Четвертая утренняя смена

Тем временем – ибо пока Брауксель изучает историю ножа, пока он экспериментальным путем исследует траекторию полета ножа с учетом силы броска, сопротивления ветра, закона всемирного тяготения, времени у него остается ровно столько, что он едва успевает засчитать себе целый рабочий день от одной смены до другой и написать «тем временем», – так вот, тем временем Амзель тыльной стороной ладони сдвигает каску со лба на затылок.

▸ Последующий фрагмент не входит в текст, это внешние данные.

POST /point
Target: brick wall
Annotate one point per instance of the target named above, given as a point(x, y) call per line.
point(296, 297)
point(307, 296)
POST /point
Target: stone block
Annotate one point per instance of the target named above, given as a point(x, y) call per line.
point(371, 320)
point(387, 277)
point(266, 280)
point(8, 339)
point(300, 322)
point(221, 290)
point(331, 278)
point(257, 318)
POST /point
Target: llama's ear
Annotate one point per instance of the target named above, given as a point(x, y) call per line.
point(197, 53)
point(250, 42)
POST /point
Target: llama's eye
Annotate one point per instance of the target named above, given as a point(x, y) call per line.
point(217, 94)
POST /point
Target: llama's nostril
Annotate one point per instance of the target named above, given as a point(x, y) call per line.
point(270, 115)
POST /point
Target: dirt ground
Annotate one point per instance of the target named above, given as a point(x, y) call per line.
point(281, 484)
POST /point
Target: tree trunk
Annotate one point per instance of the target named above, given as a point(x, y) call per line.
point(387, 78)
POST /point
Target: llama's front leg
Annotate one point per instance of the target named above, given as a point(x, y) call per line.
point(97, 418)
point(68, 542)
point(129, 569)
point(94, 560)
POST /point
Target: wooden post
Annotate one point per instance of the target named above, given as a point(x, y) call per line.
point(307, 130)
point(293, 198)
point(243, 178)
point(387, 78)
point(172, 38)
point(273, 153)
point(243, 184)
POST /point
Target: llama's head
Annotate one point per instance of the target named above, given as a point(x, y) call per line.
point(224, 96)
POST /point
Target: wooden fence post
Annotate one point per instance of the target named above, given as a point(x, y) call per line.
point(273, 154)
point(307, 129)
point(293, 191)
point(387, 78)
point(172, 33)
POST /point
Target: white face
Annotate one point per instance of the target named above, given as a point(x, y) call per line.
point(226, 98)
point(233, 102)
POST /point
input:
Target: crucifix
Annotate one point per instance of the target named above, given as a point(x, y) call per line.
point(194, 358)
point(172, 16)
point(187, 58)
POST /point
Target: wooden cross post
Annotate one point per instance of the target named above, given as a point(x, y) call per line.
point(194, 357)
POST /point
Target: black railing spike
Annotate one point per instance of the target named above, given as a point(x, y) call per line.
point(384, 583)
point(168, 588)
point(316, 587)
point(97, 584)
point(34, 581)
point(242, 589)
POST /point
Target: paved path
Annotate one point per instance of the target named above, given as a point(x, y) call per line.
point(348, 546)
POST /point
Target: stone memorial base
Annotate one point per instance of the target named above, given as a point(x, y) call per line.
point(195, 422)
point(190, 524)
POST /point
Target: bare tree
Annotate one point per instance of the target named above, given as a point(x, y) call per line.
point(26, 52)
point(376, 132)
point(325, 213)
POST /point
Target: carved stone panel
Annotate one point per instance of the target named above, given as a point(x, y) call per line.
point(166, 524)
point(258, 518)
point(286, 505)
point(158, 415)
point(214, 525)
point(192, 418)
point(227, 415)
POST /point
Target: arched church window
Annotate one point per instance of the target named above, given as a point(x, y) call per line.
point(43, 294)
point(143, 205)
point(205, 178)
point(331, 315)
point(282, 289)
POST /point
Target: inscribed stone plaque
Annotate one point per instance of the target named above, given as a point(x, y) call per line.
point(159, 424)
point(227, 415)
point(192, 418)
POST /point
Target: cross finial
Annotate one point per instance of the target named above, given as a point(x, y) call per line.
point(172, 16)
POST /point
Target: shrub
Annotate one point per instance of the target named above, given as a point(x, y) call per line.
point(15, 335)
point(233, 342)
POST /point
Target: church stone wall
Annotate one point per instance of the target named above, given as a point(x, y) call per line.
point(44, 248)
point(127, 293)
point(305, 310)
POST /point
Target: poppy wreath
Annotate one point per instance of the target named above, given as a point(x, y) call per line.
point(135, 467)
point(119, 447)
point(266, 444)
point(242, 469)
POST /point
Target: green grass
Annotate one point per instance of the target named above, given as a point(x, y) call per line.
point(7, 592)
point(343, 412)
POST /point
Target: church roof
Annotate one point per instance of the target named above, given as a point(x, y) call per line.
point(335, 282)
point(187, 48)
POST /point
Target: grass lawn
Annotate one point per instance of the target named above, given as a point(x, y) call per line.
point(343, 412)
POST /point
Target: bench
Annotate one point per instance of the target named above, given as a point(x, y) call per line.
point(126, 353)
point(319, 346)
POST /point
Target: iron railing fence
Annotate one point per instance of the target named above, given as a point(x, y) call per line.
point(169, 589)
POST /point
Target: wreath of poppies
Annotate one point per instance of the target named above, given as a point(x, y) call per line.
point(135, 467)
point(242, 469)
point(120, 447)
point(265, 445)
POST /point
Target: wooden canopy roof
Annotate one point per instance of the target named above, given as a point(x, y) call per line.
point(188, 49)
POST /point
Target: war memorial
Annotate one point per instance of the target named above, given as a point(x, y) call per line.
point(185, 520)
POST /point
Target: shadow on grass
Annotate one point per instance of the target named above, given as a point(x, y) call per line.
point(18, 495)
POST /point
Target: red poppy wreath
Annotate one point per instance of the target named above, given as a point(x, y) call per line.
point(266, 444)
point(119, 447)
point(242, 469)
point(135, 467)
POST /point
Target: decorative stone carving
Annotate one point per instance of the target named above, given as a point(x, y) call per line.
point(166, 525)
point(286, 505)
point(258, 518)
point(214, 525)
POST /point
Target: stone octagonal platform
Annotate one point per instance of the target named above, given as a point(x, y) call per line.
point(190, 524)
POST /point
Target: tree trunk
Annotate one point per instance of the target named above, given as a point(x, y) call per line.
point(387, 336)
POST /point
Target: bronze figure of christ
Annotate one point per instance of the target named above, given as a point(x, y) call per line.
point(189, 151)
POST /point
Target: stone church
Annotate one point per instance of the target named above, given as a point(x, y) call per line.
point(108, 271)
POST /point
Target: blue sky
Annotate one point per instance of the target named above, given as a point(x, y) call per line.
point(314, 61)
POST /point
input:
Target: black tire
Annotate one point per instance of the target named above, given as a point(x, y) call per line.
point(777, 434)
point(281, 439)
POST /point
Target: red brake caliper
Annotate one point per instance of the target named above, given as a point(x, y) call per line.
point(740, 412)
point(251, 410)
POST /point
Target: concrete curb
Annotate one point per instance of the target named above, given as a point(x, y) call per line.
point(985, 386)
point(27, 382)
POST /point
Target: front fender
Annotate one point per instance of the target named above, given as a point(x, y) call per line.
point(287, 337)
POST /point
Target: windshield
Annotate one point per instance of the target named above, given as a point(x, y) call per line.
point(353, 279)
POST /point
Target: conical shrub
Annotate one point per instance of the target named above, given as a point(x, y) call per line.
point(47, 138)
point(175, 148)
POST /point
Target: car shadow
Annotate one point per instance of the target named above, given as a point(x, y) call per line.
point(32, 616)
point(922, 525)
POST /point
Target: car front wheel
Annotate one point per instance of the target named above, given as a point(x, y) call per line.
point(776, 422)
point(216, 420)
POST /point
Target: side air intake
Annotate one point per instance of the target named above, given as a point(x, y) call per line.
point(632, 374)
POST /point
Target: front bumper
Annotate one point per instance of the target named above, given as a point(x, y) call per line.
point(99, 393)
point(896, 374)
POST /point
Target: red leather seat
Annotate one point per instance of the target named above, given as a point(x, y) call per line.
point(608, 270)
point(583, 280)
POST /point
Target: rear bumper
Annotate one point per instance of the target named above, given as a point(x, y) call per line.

Взгляд его скользит вверх по склону дамбы, успевает заметить и бросок, и бросившего, и перехватить на лету брошенный предмет; а нож, утверждает Брауксель, тем временем достиг той высшей точки, какой достигает всякий предмет, движущийся вверх под воздействием внешней силы, – а тем временем Висла течет, кошка дрейфует, чайка кричит, паром приближается, сука Сента чернеет на фоне неба, а солнце все заходит и никак не зайдет.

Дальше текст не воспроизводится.